Parenting

Ellen Page Describes 'X-Men' Director Outing Her To Cast And Crew

by Cassandra Stone
Updated: 
Originally Published: 
Image via Jason LaVeris/FilmMagic

Her epic Facebook post is a worthwhile read in its entirety

In a formidable Facebook post yesterday, Ellen Page came for director Brett Ratner by stating he verbally abused her on the set of X Men: The Last Stand. She says she was also sexually assaulted by another director when she was 16, and by a grip on set a few months later.

Sexual harassment is rife in Hollywood, and it appears women who have been victimized are ready to burn these assholes to the ground. Rattner is among the abusive ranks of Harvey Weinstein, Kevin Spacey, Steven Segal, and Louis C.K. He’s been accused on-record of sexual abuse and misconduct by at least six women. Page says he verbally abused and humiliated her by making lewd comments about her sexuality.

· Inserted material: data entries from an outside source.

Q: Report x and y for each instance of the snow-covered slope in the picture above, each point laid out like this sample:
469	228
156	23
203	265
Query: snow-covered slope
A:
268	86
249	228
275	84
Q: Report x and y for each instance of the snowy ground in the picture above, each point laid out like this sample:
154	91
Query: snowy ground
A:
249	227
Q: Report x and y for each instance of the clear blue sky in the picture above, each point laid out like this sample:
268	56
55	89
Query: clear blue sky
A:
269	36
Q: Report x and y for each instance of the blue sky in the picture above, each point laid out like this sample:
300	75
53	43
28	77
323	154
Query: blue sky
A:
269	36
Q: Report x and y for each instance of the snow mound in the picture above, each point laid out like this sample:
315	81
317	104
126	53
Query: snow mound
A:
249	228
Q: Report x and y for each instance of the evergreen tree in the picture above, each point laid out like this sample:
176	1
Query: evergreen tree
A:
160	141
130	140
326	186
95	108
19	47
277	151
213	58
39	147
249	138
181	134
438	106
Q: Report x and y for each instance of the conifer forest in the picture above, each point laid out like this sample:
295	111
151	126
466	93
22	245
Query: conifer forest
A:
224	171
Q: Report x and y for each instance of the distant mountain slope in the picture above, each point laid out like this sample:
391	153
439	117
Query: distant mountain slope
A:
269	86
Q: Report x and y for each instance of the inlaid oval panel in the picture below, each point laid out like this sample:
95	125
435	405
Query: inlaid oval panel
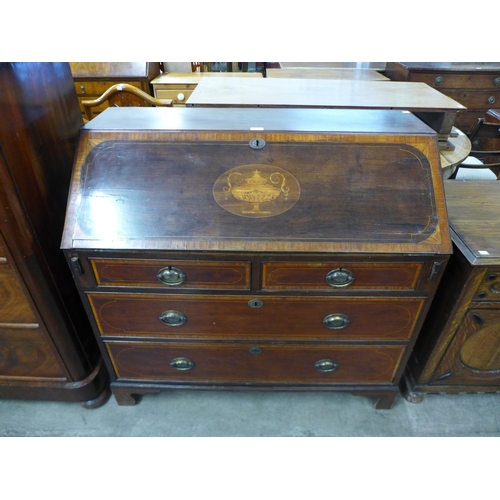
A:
256	190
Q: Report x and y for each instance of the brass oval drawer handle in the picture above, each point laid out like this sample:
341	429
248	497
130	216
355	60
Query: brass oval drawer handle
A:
182	364
326	365
173	318
339	278
336	321
171	276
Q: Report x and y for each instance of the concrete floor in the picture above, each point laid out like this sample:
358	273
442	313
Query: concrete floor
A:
256	414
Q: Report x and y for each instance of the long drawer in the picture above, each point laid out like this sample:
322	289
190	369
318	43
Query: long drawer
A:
206	316
171	273
244	363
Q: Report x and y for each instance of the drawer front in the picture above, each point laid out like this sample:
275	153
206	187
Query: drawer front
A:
25	353
489	289
177	96
339	276
14	306
237	317
457	80
171	274
249	363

“‘You should fuck her to make her realize she’s gay.’ He said this about me during a cast and crew ‘meet and greet’ before we began filming, X Men: The Last Stand,” Page writes. “I was eighteen years old. He looked at a woman standing next to me, ten years my senior, pointed to me and said: ‘You should fuck her to make her realize she’s gay.’ He was the film’s director, Brett Ratner.”

Page, who now identifies as gay, says she had not yet come out even to herself at that point. “I felt violated when this happened. I looked down at my feet, didn’t say a word and watched as no one else did either. This man, who had cast me in the film, started our months of filming at a work event with this horrific, unchallenged plea. He ‘outed’ me with no regard for my well-being, an act we all recognize as homophobic.”

It’s fucking despicable. According to the LA Times, Ratner has long been known for vulgar, abusive and toxic behavior toward women — on set and off. Page says she watched him degrade women throughout the entire shoot. When he pressured her to wear a shirt that read “Team Ratner” (barf) and she refused, producers for the film told her she “can’t talk like that to him [Ratner] .”

Oh, go fuck yourself Brett Ratner and every single complicit idiot who encouraged this kind of garbage behavior.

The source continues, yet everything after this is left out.